Lagrange Multipliers

Introduce a Legrange multiplier, λ.    The function to be studied is then:

  h(x,y,z) =  xyz + λ (z - exp(-x²-y²))

   Denote the partial  derivatives with subscripts ( for example  h_x is the partial derivative of h wrt x)

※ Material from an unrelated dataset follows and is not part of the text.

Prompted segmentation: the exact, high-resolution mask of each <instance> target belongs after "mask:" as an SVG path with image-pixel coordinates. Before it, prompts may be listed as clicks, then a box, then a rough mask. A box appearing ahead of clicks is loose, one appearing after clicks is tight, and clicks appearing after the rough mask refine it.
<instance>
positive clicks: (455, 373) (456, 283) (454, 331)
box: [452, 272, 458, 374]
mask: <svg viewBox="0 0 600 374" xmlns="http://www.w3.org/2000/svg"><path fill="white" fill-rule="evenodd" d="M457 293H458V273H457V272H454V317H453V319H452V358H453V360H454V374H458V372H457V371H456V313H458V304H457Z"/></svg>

Then the conditions for extrema  are:   h_x =0, h_y =0 and h_z = 0      These three equations work out to:

 

    yz + λ (2x exp(-x² -y²))  = 0

    xz  +λ(2y exp(-x² -y²) )= 0

    xy + λ  =0 

 

   The last of these is easily solved for λ,  giving  λ =  -xy.  Substituting this into the first two, eliminating z using

the constraint equation z = exp(-x²-y²),  and factoring out the common factor of exp(-x²-y²)  gives:

 

   y - 2 x² y  = 0   and x - 2 x y²  =0

 

This set of two nonlinear equations has 5 solutions:   

  The obvious one is  x = y = 0.   

  The other four can be obtained by multiplying the first one by y and the second one by x.   This leads to

   x² = y²     ,  Thus y =  ± x.    Plugging this into the first one yields   x = ± sqrt(1/2).   Thus in ordered triplet

notation  (x,y,z),   the five extrema are:

 

    (0,0,1)

    ( sqrt(1/2), sqrt(1/2),  exp(-1)  )

    ( sqrt(1/2), -sqrt(1/2), exp(-1) )
    ( -sqrt(1/2), sqrt(1/2), exp(-1/ )
    ( -sqrt(1/2), -sqrt(1/2), exp(-1) )